John, we feel that we ought to go step by step to fix our current health care system. We do not believe, take -- the government taking over one-sixth of our economy, completely restructuring one-sixth of our economy is a good idea at any time. It is a particularly bad idea when we're looking at double-digit unemployment.
This bill is a job-killer. If you were running a small business, John, and you wanted -- thinking about whether or not to expand employment next year, and you looked at what's coming your way with this health care bill, you're going to have health care taxes, you're going to have expiration of the Bush tax cuts, so your tax rates are going to go up. The cost of hiring additional employees will be greatly exacerbated by the steps that they're taking. This is the wrong direction to go. KING: And you mentioned you would prefer incremental reform. I want to ask you a question in the context of what you know is coming from the Democrats over the next several weeks as this debate goes on. Leader Boehner was here a few weeks ago; he heard it in the House. Senator Durbin and the Democrats say, Well, we have a plan. Maybe it's not perfect, but where's the Republican plan?
(BEGIN VIDEO CLIP)
DURBIN: I challenged Mitch McConnell and the Senate Republicans to produce a health care bill that will save us $127 billion in the deficit over the next 10 years, and there's nothing posted on the Internet. I challenged Mitch McConnell to come up with a bill that makes sure that 94 percent of Americans have the peace of mind of health insurance coverage, but the Republicans put nothing on the Internet.
(END VIDEO CLIP)
KING: Will you continue to say, "We want to do this incrementally," or will, because of the politics of the moment, do you feel compelled to come up with a comprehensive Republican alternative?

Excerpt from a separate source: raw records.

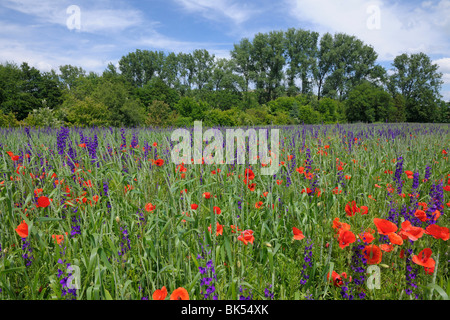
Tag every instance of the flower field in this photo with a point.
(355, 212)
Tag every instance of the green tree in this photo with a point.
(85, 113)
(417, 79)
(268, 56)
(368, 103)
(301, 52)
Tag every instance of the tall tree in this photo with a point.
(324, 62)
(301, 51)
(352, 62)
(268, 56)
(140, 66)
(241, 55)
(418, 80)
(203, 67)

MCCONNELL: Yes, what we don't think is America wants another 2,000-page bill. It's this high. We had it on the floor. We don't think that's the way to go. We think we ought to go step by step to improve the -- the system that you and I have just been talking about, some of the steps we would take that would have an impact on the cost of health care.

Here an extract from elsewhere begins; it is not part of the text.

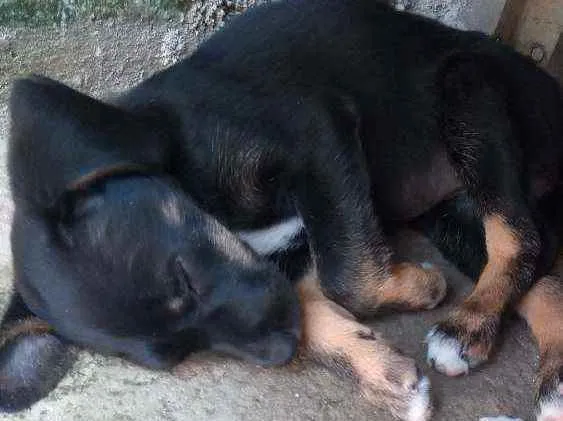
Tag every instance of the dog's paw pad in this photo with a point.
(445, 354)
(550, 408)
(420, 406)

The American people are not complaining about the quality of American health care. They're complaining about the cost of it. This proposal that the Democrats voted to proceed to last night will explode cost; it will make the situation worse.
MCCONNELL: We think you ought to go in a different direction.
So don't hold your breath. We're not planning on having a 2,000- page bill.
KING: Let me -- well, before I shift gears, let me ask you this. You've been at this a long time, both as the majority leader and as a minority leader. On a scale of 1 to 10, the likelihood the Senate will pass a health care legislation this year and that Congress will send the president a bill before the State of the Union Address next year?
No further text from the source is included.